Mike Duffy and Vic Toews, mind you, are/were supposed to be social elites, defenders of tradition, etc.  They were shamed for abusing their position, whereas Fulling is being castigated for stepping beyond the prescribed bounds of acceptable female behaviour and nudging into males-only territory.  

Castigated by a vocal few, though - hardly the majority.

Back to the Andray Domise article that kicked all this off:

Without a highly visible outcry that shames the Board into adopting changes, the work done by police to increase transparency and reduce fatal encounters often amount tohalf-baked and widely criticized measures. 

Highly visible.  Shaming.  What he's calling for - what #BlackLivesMatter or any of the related campaigns around young black men killed and young black women abused by police represent - is a shivaree, public pressure for behaviour modification.  

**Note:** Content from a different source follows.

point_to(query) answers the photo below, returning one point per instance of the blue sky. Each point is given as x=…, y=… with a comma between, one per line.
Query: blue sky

It's what any protest seeks to accomplish, really; forcing the shapers of public norms (ie policy) to get more in line with the public (or a subset of the public) mood.

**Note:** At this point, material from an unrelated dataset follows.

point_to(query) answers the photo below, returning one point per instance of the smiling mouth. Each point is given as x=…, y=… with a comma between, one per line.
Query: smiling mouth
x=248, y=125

Gay marriage is another example of this, with even corporations getting on board.

You may note something of a trend-line connecting the dots here.

Yes, Alexis Frulling has many vocal online detractors, but she's also got a lot of supporters who are equally turning on the societal norms that punish women for doing what men get celebrated for (while still being told to be more like men when it comes to breaking the glass ceiling in work or politics).

Society used to be a lot smaller - homogeneity and cultural standards were easier to universalize through shaming efforts such as the shivaree.  By and large, though, those smaller societies had more standardized social roles, too - roles that limited people to certain constraints that may not have reflected their individual capacity.  Marriage was limited to men and women, holidays were Christian affairs, men - particularly alphas - dominated in the boardroom, the bedroom and in the House of Commons.

Society has changed; the needs of society have changed.  We've collectively outgrown the standards of the past which actively impede economic and social success.  What we need always comes second to what makes us comfortable, though - which is especially true on the macro scale.  As traditional society and the failings of our political, economic and social systems and norms fail a growing percentage of the population, though, the scale is tipping from efforts to maintain the status quo (shivarees) to calls for systems disruption and more equitable social standards (protest).

Perhaps Alexis Frulling is the perfect metaphor for this tipping point; the passive, minority partners in our social relationships are weak and passive no more.  

The time of top-down messaging and social norm-defining is over.

We're into three-way conversations now, and the usual suspects are just going to have to get used to sharing the marketplace of power.